Efectivamente Greg si existen mas de 3 registros por empleado la formula que propuse va a fallar. Sin embargo la propuse de esa forma basándome en la premisa de Magoba.



magoba said:


> Tengo reportes mensuales los cuales constan de 11 columnas y un numero variables de filas de 100 a 2500, la columna A es el numero de empleado la B el nombre y las columnas E y F las aportaciones o retiros mensuales que *pueden ser maximo 3 al mes*.


 
Ahora si existe la posibilidad de que existan mas de tres registros me inclinaría por esta opción y evitar la volatilidad de OFFSET. 
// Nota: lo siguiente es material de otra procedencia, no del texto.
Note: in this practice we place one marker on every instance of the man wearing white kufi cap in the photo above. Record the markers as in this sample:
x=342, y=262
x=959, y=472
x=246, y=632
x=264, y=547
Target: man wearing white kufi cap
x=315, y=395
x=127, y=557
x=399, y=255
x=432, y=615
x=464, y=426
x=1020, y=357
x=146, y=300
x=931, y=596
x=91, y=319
=SI(A2<>A3,SUMA(INDICE($E$2:E2,COINCIDIR(A2,$A$2:A2,0)):E2),"")

Saludos


----------



## Greg Truby (Jul 16, 2011)

Sí, Sailepaty, de hecho no fue hasta el último post de Magoba donde nos recordó de eso que noté que él nos había dicho eso en su primer post. Ya cuando eso, me di cuenta que seguro que usted la hizo asi a propósito. Y también gracias por recordarme que Offset() también es volátil. Siempre me recuerde sobre Indirect(), but siempre se me olvida de Offset().


----------



## magoba (Jul 16, 2011)

Gracias Sailepaty,  usarè tu ultima fórmula pues uno nunca sabe si se puedan nesecitar mas retiros, el límite que tenemos ahora es máximo tres pero pues
podría cambiar en un futuro y pues ya estaré preparado.

   Les agradesco a todos esta camaraderia y deseo de ayudar.

    Un abrazo a todos,  gracias


----------